ITV has just put out a trading statement containing more rain than you’ll find in a Manchester winter (and I should know, I used to live there).
A 9 per cent fall in net advertising revenue for the first quarter of the year, a 3 per cent decline in overall revenues, despite their being fattened by a good performance from ITV Studios, which posted a 7 per cent rise, making it a rare ray of sunshine.
There may be worse to come (the company has warned as much). There's no big international football tournament to provide a boost the way the European Championships did last year.
Ad revenues are supposed to pick up in the autumn and winter, but outgoing chief executive Adam Crozier, who has been in the job for seven years, is worried about the economy, and he’s right to be.
The best thing broker Panmure could say about it all was that it was “no worse than anticipated” while pointing to the fact that ITV is at least holding to its guidance. For now.
Mr Crozier may be getting out at the right time.

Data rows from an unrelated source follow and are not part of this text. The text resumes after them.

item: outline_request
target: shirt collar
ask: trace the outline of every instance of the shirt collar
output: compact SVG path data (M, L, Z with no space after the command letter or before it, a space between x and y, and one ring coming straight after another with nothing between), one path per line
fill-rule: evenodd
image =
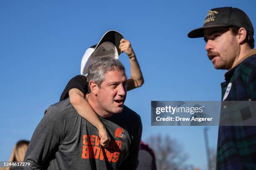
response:
M232 68L231 68L230 70L228 71L225 74L225 80L226 82L229 82L231 78L233 75L233 74L234 73L234 72L236 70L236 67L238 65L243 61L250 57L252 55L254 55L256 54L256 49L251 49L249 51L249 52L244 56L242 57L241 59L236 63L236 65L234 66Z

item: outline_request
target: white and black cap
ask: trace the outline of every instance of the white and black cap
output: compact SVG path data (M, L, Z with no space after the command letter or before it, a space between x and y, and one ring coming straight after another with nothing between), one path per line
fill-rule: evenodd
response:
M87 68L98 58L110 56L118 59L121 53L119 47L122 38L122 34L114 30L105 33L97 44L85 51L81 62L81 74L85 75Z

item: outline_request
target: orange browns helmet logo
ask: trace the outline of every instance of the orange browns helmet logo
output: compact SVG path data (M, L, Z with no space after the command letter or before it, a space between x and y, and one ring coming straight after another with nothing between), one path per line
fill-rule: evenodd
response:
M118 138L124 139L125 138L125 134L123 131L123 130L121 128L118 128L116 129L115 132L115 136Z

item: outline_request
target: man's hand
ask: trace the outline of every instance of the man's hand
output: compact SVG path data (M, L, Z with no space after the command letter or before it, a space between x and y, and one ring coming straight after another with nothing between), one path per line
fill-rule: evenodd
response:
M102 146L105 148L108 147L108 145L111 140L111 138L108 135L108 133L105 126L98 130L99 137L100 140L100 142Z
M124 51L125 52L130 59L133 58L135 56L134 52L131 47L131 42L128 40L123 38L120 41L120 45L119 48L121 50L121 52L123 52Z

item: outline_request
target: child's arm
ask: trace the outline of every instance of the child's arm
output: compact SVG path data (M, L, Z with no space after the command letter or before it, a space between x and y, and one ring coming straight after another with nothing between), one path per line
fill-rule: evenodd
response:
M144 83L144 79L131 43L123 38L120 41L119 48L122 52L125 51L129 57L131 64L131 77L127 80L127 91L141 87Z
M100 145L104 147L108 146L111 138L105 126L101 122L89 102L84 99L84 94L77 88L69 91L70 102L78 114L97 128Z

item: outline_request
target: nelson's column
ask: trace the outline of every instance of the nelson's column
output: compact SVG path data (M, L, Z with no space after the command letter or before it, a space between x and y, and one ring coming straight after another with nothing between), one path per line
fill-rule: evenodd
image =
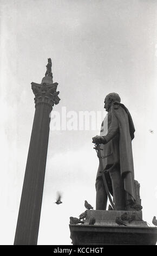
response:
M35 112L14 245L37 245L49 134L50 113L60 99L48 59L41 84L31 83Z

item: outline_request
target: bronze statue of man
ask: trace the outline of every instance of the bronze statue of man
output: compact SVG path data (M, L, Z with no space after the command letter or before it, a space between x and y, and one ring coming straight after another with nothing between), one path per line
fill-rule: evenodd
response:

That’s an under-rated skill when it comes to chief executives. They ought to teach it at business schools.
His successor is going to find the going heavy, unless he or she can find a buyer, and it does rather speak volumes that ITV is hardly the belle of the ball, even with the weak pound making British companies cheap for overseas predators.
The broadcaster always boasts that it can deliver a mass audience in a way few others can. But for how long? And (more to the point) for how long will advertisers with big mass-market brands see that as worth paying out for?
Those are the issues his successor will have to address. They’ll get paid handsomely. Chief executives always are. But running ITV doesn’t seem like a terribly enviable job, unless your strategy is to serve it up to a buyer.
Imagine what the numbers would have looked like without the boost provided by ITV Studios. Content is king in the new world of broadcasting, as Amazon and Netflix are proving. If you’ve got it, you can flaunt it, and you might not even need to worry about advertisers.
Much rests on the ability of ITV's production arm to deliver like those two do with such great regularity. Not just to ITV's channels, but to others too.
The British can do drama, and not just (yawn) period drama, when they put their minds to it. ITV has produced shows that amply demonstrate that.
It’d be nice to see it making more. There might even be a future in the company if Mr Crozier’s successor is willing to give that part of the business the love it needs, and the money. Especially the money.
That might take courage. There's not all that many chief executives with the necessary will to tell the City that they're going all in, and that investors might have to wait a while for their payoff as a result. So much easier to sit back, let the bean counters cut costs, and pick up a fat cheque by doing so.
Much could rest on the new ITV chief opting to go with the former script for their forthcoming drama.